Frequently Asked Questions
Can I download a large batch of PDF documents all at once?
Please contact us at industrydocuments@ucsf.edu if you are interested in large downloads of PDFs. For batch downloads of records/metadata, you can query our Solr index directly using an API. We also provide data sets containing metadata and OCR text for our entire corpus. Please see
Industry Documents Library API and Data Set for more information and documentation.
Can I use documents or media clips in my project?
You can use these materials for a non-commercial project if it falls under ‘Fair Use.’ Please see
Copyright and Fair Use for more information.
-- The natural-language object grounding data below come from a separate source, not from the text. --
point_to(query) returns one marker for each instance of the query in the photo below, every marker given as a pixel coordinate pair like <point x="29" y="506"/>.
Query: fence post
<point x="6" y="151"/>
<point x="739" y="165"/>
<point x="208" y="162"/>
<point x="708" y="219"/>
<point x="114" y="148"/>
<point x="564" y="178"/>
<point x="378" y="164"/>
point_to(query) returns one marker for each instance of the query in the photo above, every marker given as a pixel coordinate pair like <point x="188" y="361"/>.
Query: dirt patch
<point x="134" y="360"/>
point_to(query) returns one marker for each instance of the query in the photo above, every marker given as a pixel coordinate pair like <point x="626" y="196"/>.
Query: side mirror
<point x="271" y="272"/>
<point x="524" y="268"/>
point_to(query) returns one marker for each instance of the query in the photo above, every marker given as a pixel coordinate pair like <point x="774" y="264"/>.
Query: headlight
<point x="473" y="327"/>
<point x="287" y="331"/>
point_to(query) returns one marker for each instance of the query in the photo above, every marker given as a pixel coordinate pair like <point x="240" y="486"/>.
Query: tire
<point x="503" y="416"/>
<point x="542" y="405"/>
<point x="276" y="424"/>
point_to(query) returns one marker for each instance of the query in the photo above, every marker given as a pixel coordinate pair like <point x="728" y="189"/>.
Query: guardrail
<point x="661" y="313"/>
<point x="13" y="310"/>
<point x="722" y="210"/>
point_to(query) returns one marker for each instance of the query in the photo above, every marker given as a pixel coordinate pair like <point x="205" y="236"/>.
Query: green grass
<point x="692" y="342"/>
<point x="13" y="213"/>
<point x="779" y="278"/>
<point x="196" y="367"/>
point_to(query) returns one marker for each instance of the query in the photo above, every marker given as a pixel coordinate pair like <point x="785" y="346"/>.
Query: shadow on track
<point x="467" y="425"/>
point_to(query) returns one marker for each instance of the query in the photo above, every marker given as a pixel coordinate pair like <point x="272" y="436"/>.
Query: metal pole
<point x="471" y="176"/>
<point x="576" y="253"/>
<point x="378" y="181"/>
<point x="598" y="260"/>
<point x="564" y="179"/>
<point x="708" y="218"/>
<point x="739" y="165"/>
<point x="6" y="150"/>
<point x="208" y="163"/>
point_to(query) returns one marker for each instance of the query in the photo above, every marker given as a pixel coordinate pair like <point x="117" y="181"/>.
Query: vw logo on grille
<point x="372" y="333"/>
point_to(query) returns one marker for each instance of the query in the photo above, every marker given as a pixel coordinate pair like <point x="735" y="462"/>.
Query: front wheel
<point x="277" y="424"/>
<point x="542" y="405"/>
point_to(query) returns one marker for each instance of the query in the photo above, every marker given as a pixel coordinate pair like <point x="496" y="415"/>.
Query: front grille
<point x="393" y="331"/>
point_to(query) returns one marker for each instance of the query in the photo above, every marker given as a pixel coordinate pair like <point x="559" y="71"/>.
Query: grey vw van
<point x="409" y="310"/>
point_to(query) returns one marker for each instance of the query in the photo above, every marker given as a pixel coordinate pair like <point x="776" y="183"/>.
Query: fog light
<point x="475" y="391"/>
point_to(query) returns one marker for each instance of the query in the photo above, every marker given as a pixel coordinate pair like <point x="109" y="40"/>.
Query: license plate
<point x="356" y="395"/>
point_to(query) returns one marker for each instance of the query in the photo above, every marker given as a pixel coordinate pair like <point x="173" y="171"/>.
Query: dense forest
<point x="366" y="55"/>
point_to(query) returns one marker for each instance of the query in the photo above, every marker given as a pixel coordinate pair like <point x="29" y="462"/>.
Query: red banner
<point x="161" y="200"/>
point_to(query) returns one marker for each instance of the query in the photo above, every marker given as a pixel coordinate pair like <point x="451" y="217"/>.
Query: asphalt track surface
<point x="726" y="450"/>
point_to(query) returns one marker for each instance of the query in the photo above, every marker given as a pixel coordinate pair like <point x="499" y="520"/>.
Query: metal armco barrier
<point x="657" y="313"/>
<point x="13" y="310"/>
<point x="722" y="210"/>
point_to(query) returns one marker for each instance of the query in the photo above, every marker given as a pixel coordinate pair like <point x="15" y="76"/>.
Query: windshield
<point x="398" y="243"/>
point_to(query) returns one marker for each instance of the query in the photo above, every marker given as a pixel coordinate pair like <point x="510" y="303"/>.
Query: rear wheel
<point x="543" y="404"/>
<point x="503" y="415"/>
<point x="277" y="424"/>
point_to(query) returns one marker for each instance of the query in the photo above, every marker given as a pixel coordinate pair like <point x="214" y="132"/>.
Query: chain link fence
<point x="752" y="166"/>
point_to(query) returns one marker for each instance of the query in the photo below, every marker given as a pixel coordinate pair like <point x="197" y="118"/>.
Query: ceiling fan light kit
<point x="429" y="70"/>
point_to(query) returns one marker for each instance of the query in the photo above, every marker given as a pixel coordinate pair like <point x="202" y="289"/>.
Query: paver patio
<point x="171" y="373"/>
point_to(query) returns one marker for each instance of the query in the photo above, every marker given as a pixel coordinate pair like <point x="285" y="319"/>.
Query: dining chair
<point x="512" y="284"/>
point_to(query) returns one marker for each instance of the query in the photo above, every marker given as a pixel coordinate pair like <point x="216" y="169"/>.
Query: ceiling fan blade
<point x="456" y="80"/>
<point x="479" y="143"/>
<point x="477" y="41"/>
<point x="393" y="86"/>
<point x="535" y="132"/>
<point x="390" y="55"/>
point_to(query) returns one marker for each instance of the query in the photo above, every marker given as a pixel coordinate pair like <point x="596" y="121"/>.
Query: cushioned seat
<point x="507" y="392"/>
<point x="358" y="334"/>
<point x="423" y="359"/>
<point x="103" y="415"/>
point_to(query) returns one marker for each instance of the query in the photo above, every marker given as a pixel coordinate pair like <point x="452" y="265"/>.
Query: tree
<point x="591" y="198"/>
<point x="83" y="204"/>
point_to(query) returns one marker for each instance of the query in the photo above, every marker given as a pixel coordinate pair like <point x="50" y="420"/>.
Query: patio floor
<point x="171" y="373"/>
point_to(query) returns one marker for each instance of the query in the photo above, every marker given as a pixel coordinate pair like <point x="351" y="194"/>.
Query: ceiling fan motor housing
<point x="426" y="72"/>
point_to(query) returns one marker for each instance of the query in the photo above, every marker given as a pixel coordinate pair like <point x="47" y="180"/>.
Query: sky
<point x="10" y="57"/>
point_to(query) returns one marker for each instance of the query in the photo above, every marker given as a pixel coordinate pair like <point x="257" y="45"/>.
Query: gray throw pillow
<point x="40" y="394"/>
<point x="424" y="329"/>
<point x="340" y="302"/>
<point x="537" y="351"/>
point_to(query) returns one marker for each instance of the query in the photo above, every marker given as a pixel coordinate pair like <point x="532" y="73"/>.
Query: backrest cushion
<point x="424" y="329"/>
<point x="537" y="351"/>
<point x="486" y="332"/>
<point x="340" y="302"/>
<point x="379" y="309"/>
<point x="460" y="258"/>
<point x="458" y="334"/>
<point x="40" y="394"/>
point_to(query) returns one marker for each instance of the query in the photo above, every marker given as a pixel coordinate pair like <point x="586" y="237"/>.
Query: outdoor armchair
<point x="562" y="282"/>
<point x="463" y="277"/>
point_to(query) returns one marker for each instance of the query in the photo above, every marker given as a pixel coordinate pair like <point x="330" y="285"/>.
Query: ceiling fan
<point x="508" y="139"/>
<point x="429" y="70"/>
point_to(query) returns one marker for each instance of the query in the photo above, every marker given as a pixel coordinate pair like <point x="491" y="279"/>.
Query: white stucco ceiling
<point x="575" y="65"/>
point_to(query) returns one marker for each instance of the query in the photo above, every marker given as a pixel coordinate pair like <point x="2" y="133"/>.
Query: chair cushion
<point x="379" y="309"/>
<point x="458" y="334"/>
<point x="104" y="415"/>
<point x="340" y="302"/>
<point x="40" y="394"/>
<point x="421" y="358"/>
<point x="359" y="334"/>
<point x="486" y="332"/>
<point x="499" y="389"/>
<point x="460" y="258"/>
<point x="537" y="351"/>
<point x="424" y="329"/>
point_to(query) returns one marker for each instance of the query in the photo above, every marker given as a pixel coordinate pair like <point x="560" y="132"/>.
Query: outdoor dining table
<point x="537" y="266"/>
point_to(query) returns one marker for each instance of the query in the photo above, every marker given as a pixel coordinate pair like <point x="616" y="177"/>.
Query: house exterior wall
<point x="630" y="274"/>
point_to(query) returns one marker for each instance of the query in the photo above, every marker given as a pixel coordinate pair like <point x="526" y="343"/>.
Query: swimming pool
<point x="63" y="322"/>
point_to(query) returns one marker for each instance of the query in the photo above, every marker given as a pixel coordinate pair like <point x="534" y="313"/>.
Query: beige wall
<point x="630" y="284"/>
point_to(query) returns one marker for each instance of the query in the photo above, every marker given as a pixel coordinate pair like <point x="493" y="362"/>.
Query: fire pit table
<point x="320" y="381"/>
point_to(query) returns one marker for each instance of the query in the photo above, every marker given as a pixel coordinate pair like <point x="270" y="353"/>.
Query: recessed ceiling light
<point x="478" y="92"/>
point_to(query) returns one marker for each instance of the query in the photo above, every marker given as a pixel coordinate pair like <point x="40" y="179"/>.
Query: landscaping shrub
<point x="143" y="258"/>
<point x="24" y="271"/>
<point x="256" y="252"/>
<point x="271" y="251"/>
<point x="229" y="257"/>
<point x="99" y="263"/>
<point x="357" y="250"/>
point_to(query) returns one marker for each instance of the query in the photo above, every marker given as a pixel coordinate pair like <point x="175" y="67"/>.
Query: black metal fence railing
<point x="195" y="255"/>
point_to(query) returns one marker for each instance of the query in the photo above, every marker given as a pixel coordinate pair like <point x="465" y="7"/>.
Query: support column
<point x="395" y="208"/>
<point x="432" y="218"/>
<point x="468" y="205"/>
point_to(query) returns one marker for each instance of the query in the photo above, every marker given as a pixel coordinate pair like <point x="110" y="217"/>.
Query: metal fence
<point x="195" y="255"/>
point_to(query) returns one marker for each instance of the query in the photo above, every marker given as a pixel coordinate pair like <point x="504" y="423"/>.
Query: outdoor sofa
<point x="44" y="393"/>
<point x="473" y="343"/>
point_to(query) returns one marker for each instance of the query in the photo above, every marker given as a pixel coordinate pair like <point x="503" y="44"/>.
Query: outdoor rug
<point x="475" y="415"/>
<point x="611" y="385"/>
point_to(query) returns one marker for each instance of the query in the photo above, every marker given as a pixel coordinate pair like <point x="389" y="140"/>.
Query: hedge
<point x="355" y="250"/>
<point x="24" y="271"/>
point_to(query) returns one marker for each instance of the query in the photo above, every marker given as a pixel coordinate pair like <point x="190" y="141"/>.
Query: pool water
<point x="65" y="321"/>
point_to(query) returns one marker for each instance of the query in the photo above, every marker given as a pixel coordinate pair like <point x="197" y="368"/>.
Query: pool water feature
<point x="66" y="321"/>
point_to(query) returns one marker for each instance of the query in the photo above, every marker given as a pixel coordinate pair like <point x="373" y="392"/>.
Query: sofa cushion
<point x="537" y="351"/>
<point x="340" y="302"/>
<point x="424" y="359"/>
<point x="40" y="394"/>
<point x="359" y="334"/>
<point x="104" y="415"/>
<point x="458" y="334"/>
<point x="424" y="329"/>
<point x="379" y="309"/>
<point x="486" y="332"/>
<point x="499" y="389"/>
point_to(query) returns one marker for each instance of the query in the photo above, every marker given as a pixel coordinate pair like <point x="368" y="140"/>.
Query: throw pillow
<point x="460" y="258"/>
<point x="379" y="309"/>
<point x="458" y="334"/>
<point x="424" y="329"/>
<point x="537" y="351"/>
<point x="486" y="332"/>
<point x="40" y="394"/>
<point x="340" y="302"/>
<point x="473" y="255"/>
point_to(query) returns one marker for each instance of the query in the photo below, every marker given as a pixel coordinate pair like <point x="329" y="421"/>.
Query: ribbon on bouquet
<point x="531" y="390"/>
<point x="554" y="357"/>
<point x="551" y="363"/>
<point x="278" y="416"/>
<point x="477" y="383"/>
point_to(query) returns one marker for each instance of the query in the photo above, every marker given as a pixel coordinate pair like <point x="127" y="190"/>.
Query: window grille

Do you make your entire Data Set available? Is there an API?
You can query our Solr index directly using an API. We also provide data sets containing metadata and OCR text for our entire corpus. Please see
Industry Documents Library API and Data Set for more information and documentation.
What is the format for a date query?
The date query can be expressed as YYYYMMDD.
-The year (YYYY) needs to be between 1760 and the current year.
-The month (MM) needs to be between 01 and 12. (notice the leading zero).
-The date (DD) needs to be between 01 and 31. (notice the leading zero).
an example of a valid date query dd:19810123 or dd:[19810123 TO 20101111]
an example of a invalid date query dd:00000000 or dd:[00000000 TO 19899999]
How do I search for variant spellings of names or terms (fuzzy search)?
Fuzzy search is very useful in searching for names or terms when you are not sure how they are spelled in the documents or you think a word might be misspelled in the text.
Use the ~ operator at the end of a term like teen~
A fuzzy search like teen~ searches for words that are similarly spelled to teen. The definition of similar is how far is it from the original word by "edit distance". An edit distance is either an insertion (teens), a deletion (ten), or a substitution (teem).
You can specify how much edit distance you want. For instance, teen~1 will only return words that are at most 1 edit distance away from teen.
cigarettes~ or cigarettes~1 (to be a little more conservative), will return documents where the term is spelled as cigaretes or cigarretes.
If you do not specify a number, then the system searches for teen~0.5 which will return words that are about 50% like teen (in this case 2 edit distance away).
How do you identify "Potential Duplicates"?
Potential duplicates are identified when a document matches another in the following fields:
collection, title, documentdate, pages, availability
What is the "More Like This" feature when viewing a document?
"More Like This" returns documents that are similar to the currently viewed document.
This feature contains two types of documents:
- The public version of a "restricted" document (if it has a public counterpart).
- Recommendations based upon matches in title and author with a slightly higher weight put on title.
What is the "Previous/Next Bates" feature when viewing a document?
"Previous/Next Bates" allows you to view documents in order of Bates number, a sequential number stamped on most litigation documents.
What is the "Browse" feature when viewing a document?
"Browse" allows you to view the documents in the order they were ingested into the archive as a part of a contextual set.